Introduction to “Threetorials” and Art Image Usage
Each Field Guide has between 150 and 200 art illustrations and graphics. These are not incidental images, but were specifically chosen as part of my efforts to “show, not just tell.” I find these “gold guy” images from Fotolia artist Scott Maxwell provide metaphors that demonstrate what abstract concepts look in concrete action. And for some of us, we may remember the art image or graphic as the doorway to the content, while others may find the words a more graspable gateway. In team situations, we should expect to have both of those kinds of learners, along with participants who need other elements to optimize their processes of learning and applying – thought questions, discussion guides, case studies, etc.

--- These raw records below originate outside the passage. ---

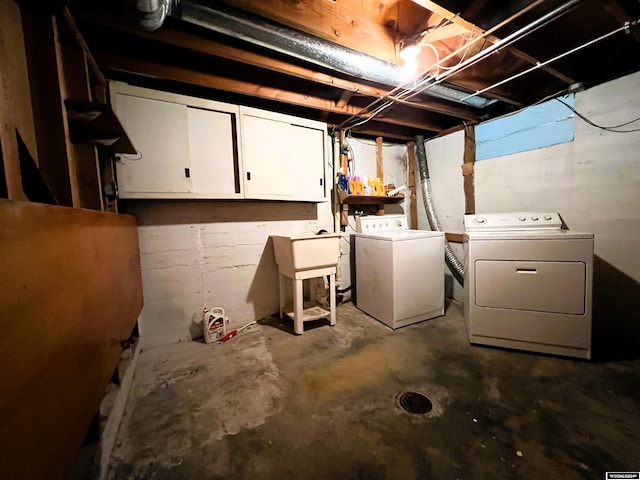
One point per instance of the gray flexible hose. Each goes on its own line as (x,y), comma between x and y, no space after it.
(456,266)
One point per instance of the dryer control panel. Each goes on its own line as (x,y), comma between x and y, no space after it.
(520,221)
(380,223)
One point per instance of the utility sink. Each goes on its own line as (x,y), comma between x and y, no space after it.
(305,252)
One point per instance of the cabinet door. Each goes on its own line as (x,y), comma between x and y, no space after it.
(267,172)
(213,153)
(283,160)
(307,162)
(159,130)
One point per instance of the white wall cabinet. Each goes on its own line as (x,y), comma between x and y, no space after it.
(195,148)
(283,156)
(187,146)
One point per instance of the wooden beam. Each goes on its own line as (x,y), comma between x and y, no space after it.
(345,98)
(70,291)
(457,20)
(48,107)
(16,114)
(469,158)
(331,21)
(621,14)
(411,184)
(380,168)
(442,33)
(171,36)
(180,74)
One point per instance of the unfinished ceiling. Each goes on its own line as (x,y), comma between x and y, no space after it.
(339,60)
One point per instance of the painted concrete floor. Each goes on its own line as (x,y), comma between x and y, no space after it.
(271,405)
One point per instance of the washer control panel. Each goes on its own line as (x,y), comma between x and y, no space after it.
(512,221)
(380,223)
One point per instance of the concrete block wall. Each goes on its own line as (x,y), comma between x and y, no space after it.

This “Essentials” post has a series of three-frame tutorials, or “Threetorials,” as I have sometimes called them. These are drawn from a larger set I’ve been working on that refine 15 complex concepts into sets of 10 slides for each. In the larger sets of 10, the first 3 slides typically introduce a concept framework, and the next 7 give details. I plan to make the full sets of 10 available at some later date, but have not yet determined in what format(s).
In the Threetorials here, the first slide usually gives a definition of the concept framework, or a summary quote about it. The second slide usually gives some kind of visual image, chart, or graphic, plus a few details. (Note my Fotolia licensing information at the bottom of such slides.) The third slide expands on some of the most important points in the first two slides. [Click on the thumbnail image to see a full-screen-size version.]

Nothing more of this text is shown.